Fiduciary registered shares

To be entitled to participate in the meeting, a shareholder who has had their shares registered in the name of a nominee—such as a bank or other nominee—must, in addition to registering for the meeting, have the shares registered in their own name with Euroclear Sweden AB so that the shareholder is entered in the share register as of July 18, 2025. Such re-registration may be temporary (so-called voting rights registration) and must be requested from the nominee in accordance with the nominee’s procedures at least as far in advance as the nominee determines. Voting rights registrations made no later than July 22, 2025, will be taken into account when compiling the share register.

Proposed agenda

1. Opening of the Meeting

2. Election of a chairperson at the meeting

3. Preparation and approval of the voter list

4. Approval of the agenda

5. Election of one or two tellers to certify the minutes,

6. Determination of whether the meeting was properly convened

7. Resolution to amend the Articles of Association

8. The meeting is adjourned

Proposed Resolution

Item 2 – Election of a chairperson for the meeting

The Board of Directors proposes that Göran Nordlund be appointed Chairman of the Annual General Meeting.

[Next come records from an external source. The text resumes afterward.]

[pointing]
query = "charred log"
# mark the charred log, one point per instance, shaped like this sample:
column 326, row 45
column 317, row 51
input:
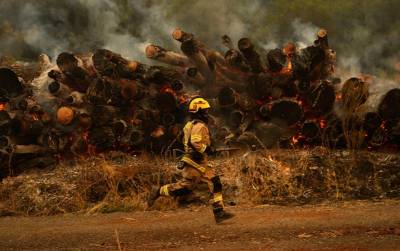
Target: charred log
column 169, row 57
column 389, row 107
column 251, row 55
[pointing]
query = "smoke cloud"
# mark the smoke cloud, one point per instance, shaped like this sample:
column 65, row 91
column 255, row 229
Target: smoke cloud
column 364, row 33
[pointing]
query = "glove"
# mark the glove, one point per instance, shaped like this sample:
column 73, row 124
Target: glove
column 196, row 156
column 180, row 165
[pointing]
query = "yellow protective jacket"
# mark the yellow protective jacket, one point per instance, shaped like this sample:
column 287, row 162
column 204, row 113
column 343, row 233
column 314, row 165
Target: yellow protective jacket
column 196, row 139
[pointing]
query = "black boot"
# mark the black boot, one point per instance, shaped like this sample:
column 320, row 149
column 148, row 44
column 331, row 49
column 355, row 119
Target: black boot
column 220, row 215
column 153, row 196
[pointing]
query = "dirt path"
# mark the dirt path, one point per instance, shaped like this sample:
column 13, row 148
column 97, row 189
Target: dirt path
column 344, row 226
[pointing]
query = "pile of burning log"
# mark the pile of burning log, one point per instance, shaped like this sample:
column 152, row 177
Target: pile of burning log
column 86, row 104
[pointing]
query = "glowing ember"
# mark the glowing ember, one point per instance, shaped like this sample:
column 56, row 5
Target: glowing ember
column 322, row 123
column 2, row 106
column 35, row 117
column 295, row 140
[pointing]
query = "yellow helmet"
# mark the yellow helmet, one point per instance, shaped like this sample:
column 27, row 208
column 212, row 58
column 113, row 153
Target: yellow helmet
column 197, row 104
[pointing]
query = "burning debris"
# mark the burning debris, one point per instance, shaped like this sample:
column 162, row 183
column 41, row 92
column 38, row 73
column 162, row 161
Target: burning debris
column 87, row 104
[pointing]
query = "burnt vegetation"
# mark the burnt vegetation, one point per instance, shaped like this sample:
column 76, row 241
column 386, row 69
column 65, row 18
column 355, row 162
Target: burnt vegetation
column 99, row 103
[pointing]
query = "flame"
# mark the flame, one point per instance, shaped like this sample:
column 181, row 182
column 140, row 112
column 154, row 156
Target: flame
column 288, row 69
column 2, row 106
column 295, row 140
column 35, row 117
column 168, row 89
column 322, row 123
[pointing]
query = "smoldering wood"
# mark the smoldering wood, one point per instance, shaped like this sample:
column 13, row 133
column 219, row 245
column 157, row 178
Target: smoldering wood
column 165, row 56
column 252, row 56
column 354, row 94
column 389, row 107
column 191, row 49
column 310, row 129
column 286, row 110
column 9, row 83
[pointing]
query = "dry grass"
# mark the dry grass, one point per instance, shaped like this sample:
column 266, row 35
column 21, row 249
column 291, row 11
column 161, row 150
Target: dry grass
column 118, row 182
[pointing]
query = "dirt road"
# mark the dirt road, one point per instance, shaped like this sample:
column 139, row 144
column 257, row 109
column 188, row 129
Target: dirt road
column 345, row 226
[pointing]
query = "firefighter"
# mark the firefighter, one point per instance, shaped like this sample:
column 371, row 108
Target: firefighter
column 197, row 144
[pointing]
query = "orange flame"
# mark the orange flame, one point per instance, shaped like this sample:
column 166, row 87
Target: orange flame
column 322, row 123
column 2, row 106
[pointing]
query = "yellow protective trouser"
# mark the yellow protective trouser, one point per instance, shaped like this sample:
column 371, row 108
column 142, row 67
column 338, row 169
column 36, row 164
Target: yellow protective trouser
column 191, row 177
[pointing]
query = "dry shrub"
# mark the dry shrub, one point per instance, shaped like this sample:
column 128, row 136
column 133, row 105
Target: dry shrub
column 120, row 182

Item 7 – Resolution to amend the Articles of Association

The Board of Directors proposes that the Annual General Meeting resolve to amend Article 3 of the Company’s Articles of Association as set forth below. The amendment is proposed in order to clarify and specify the Company’s business focus, including that the Company may conduct operational activities directly or through subsidiaries.

Current wording

§ 3 Activities

The company shall conduct business in the form of owning and managing movable property, mainly in the form of shares in subsidiaries, and conduct activities compatible therewith.

Proposed new wording

§ 3 Business Activities

The Company shall develop, market, sell, and lease products, systems, and facilities for the engineering, construction, and recycling industries, and engage in asset management and related activities. These activities are conducted by the Company or its subsidiaries.

For a resolution to be valid, it must be approved by shareholders representing at least two-thirds (2/3) of both the votes cast and the shares represented at the meeting.

Shareholders representing approximately 67 percent of the votes in Norditek AB have committed to voting in favor of the resolution.

Additional information

The full text of the proposed resolutions is included in the notice of the meeting. Proxy forms and other documents required under the Swedish Companies Act will be available on the Company’s website at least three weeks prior to the meeting. The documents will also be mailed to shareholders who request them and provide their address.

Information at the meeting

Shareholders are informed of their right to request information in accordance with Chapter 7, Section 32 of the Swedish Companies Act (2005:551) regarding matters that may affect the assessment of an item on the agenda.

Processing of Personal Data

For information on how your personal data is processed, see:

https://www.euroclear.com/dam/ESw/Legal/Integritetspolicy-bolagsstammor-svenska.pdf

___________________

Gothenburg in June 2025

Norditek Group AB (publ)

Board of Directors

For further information, please contact

Daniel Carlberg, President and CEO

daniel.carlberg@norditek.se

15 Förrådsvägen, 918 31 Sävar

www.norditek.se

The shares of Norditek Group AB are traded on the Nasdaq First North Growth Market.

The Certified Adviser is Partner Fondkommission AB, with the email address info@partnerfk.se and the phone number +46 31 761 22 30.

About Norditek

Norditek Group AB is listed on Nasdaq First North and specializes in technical solutions for the recycling of excavated material, construction and demolition waste, biomass, and other residual materials from industrial production. The Group develops, sells, and leases mobile and stationary plants that efficiently separate and process large volumes of mixed materials. Through a combination of technical expertise, systems thinking, and customer-focused development, Norditek enables increased resource recovery with reduced environmental impact.